Institutions that balance out the flow of incentives in which economic rents are not appropriated by a few are a function of the enforcement capabilities of both government and civic organisations. Ideally, in nonmonopolisitic economies where there is open competition, firms often regulate one another’s behaviour through a competitive process.
The robustness of civil society, including the presence of strong unions, can hold both government and firms to account with the enforcement of institutions that curtail rent-seeking being a reinforcement through both competitive politics and active agency within civil society.
North distinguishes between ‘limited- access societies’ and ‘open-access societies’ – in the former, the elites tend to increase benefits to themselves and, in the latter, the power of the elites is more constrained, partly through dynamic politics, vibrant entrepreneurship, strong unions and an active citizenry.
In open-access States, enforcement agencies are not compromised through the actions of corrupt, self-serving officials or capture by strong vested interests outside government. Vested interests are not only economic agents such as large firms or business lobbies; they can also be organised labour and powerful civic organisations like religious or other organised groups that shape public choice-making and the flow of benefits from public or private spend.
The flow of incentives in the framework North presents provides a handy way of understanding how different forms of State capture can manifest in the South African context – both in the immediate aftermath of the post-1994 period and the pernicious State capture that took place during the Zuma era.
State capture can take place through legitimate or illegitimate channels. In the former case, legitimate vested interests seek to influence outcomes within the rules of the game. Rent-seeking is pursued through lobbying, the funding of political parties and vested interests shaping laws and rights of access, besides other means.
In this model, some parts of the State bends to the influence exerted on them, while other parts are not swayed by this influence and continue to do the right thing. State capture is not a form of systematic piracy but rather seeking to bend the rules, to have the ears of the powerful and to always seek to direct rents towards vested interests.
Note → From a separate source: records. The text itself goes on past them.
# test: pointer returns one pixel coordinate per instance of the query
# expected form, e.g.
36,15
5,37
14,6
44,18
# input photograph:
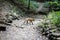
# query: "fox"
29,20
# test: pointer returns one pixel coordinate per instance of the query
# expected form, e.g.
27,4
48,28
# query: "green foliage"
55,18
33,4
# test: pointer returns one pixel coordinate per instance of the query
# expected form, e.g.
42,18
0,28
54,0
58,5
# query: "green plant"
55,18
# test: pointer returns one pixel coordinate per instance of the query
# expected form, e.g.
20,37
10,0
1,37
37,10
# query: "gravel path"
24,32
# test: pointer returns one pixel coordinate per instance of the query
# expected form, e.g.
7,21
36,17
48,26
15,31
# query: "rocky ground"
24,32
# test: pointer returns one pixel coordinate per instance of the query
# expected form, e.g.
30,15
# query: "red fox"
27,20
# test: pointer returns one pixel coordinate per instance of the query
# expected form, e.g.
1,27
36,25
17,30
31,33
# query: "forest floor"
24,32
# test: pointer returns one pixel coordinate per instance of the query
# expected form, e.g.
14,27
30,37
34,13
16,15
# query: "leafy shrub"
55,18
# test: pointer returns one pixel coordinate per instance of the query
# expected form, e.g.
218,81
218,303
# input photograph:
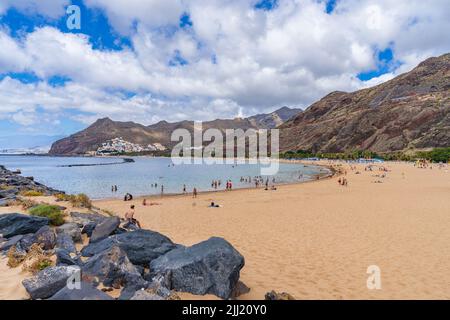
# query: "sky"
152,60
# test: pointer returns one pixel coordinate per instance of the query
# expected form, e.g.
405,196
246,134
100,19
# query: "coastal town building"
119,145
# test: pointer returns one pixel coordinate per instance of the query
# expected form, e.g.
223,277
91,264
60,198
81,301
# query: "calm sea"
137,177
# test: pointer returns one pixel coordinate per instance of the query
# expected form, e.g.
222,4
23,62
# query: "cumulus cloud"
233,60
48,8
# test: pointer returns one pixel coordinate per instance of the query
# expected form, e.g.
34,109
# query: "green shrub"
81,201
52,212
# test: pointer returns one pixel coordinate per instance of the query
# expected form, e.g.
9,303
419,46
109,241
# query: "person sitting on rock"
213,205
129,216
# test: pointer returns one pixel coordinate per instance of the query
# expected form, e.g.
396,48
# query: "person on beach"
129,216
128,197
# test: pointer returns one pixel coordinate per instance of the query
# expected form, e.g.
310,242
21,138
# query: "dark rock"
26,242
6,245
156,290
273,295
65,242
63,258
88,229
209,267
113,268
239,289
83,219
72,230
141,246
12,224
87,292
145,295
45,237
49,281
105,229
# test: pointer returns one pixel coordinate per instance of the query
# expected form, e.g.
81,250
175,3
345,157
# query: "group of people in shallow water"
343,182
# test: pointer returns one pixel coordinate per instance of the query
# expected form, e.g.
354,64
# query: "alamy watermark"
229,146
374,279
74,19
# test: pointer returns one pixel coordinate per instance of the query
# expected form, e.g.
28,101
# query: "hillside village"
119,145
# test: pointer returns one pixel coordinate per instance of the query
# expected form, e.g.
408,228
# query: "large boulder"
12,224
11,242
88,228
209,267
49,281
141,246
105,229
82,219
65,242
45,237
63,258
113,268
72,229
86,292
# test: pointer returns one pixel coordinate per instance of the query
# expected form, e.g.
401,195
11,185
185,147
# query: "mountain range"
411,111
106,129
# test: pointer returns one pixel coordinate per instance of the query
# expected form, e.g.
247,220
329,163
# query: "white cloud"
48,8
240,60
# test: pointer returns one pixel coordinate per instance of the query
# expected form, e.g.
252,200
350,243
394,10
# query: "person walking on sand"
129,216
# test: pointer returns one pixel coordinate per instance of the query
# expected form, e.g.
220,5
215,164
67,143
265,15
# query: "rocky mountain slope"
411,111
106,129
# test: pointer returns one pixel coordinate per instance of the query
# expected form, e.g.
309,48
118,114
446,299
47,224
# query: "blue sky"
150,60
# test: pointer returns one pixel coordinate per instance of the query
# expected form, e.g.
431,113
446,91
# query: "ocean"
137,177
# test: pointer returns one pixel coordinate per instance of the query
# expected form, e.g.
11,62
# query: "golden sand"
316,240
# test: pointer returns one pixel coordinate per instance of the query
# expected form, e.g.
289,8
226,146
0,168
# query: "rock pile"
13,184
142,264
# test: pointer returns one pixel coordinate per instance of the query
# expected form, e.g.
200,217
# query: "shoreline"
316,240
332,173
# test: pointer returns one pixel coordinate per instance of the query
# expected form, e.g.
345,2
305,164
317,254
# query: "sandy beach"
315,240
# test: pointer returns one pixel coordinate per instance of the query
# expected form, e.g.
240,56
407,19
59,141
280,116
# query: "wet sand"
316,240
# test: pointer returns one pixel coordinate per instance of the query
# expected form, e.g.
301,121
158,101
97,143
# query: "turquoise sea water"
137,178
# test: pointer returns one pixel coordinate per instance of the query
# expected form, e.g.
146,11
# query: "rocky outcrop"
16,183
273,295
65,242
86,292
13,224
72,230
105,229
408,112
45,237
49,281
113,268
210,267
141,246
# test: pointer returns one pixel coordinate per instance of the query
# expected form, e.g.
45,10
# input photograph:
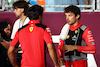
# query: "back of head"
72,8
21,4
34,12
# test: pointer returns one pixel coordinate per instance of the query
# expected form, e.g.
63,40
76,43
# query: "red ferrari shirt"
87,37
32,38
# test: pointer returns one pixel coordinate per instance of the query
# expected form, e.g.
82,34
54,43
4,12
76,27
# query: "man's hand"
70,48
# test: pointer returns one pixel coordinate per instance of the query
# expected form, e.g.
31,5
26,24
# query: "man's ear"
78,16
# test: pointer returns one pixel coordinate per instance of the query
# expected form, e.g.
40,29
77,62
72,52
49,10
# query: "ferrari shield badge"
31,29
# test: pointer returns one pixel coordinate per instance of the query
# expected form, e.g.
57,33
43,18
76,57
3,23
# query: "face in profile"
18,12
71,18
7,30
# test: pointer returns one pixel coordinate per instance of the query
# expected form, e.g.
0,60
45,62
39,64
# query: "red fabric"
90,48
81,63
88,38
32,44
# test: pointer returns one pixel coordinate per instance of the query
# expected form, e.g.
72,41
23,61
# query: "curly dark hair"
74,9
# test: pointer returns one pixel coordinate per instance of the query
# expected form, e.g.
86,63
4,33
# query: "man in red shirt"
32,38
76,40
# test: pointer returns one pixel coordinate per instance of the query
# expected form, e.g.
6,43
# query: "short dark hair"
21,4
34,12
3,25
72,8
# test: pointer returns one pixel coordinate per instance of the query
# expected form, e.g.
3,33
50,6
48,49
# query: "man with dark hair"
76,40
21,8
32,38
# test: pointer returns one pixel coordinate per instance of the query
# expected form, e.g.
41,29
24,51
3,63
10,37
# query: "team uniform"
77,35
32,38
18,25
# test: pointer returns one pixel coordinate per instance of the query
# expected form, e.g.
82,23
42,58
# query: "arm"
53,54
12,56
5,43
51,48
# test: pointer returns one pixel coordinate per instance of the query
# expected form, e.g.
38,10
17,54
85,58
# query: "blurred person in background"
32,38
4,43
20,10
76,40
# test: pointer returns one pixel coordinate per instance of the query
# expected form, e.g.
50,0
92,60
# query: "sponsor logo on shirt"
76,31
90,36
67,36
31,29
92,43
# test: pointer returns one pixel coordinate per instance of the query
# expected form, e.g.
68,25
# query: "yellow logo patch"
31,29
76,31
31,21
67,36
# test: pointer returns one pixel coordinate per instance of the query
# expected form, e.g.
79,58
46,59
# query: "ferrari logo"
31,29
67,36
76,31
31,21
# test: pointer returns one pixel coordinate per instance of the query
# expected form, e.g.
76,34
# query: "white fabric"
64,32
18,25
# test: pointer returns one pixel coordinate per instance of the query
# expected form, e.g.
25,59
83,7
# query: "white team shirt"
18,25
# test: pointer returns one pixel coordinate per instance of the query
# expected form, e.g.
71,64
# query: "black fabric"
71,41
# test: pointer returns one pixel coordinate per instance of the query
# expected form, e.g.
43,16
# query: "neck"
23,19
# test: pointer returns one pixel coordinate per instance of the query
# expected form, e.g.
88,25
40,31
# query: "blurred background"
56,5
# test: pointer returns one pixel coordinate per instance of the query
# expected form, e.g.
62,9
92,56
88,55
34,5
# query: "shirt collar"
73,28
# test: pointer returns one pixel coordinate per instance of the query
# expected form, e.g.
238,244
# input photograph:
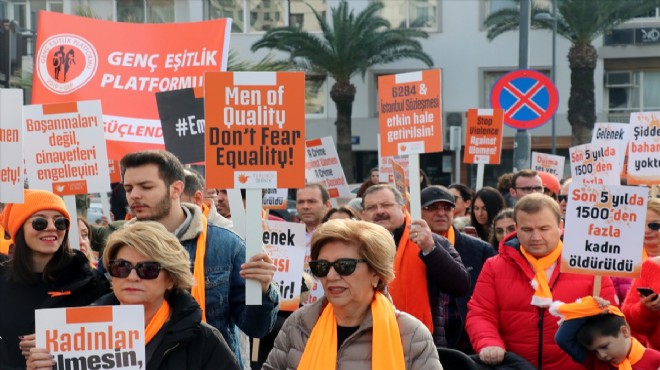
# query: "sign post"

In the South African case, following the transition, new elites conformed to the prevailing rules of the game because there were sufficient legal channels for them to exercise influence so that outcomes benefited them. Black empowerment deals are a good example of how economic privilege for elites was embedded in the legalities of how empowerment targets were set and had to be met. Individuals with access to political and business elites benefited the most from the first wave of empowerment deals in South Africa.
In the Zuma era, formal rules prevailed but were compromised in that State capture involved creating a different set of rules behind the formal system through ambiguity, stealth and the use of the infrastructure of the State to determine channels of rents. Often, this process of channelling and access was mediated through middlemen who brokered access and contracts. North would call this piracy and, in our case, daylight robbery, in which the rule of law at times stood still in total suspense amid unfolding daily scenes of corruption.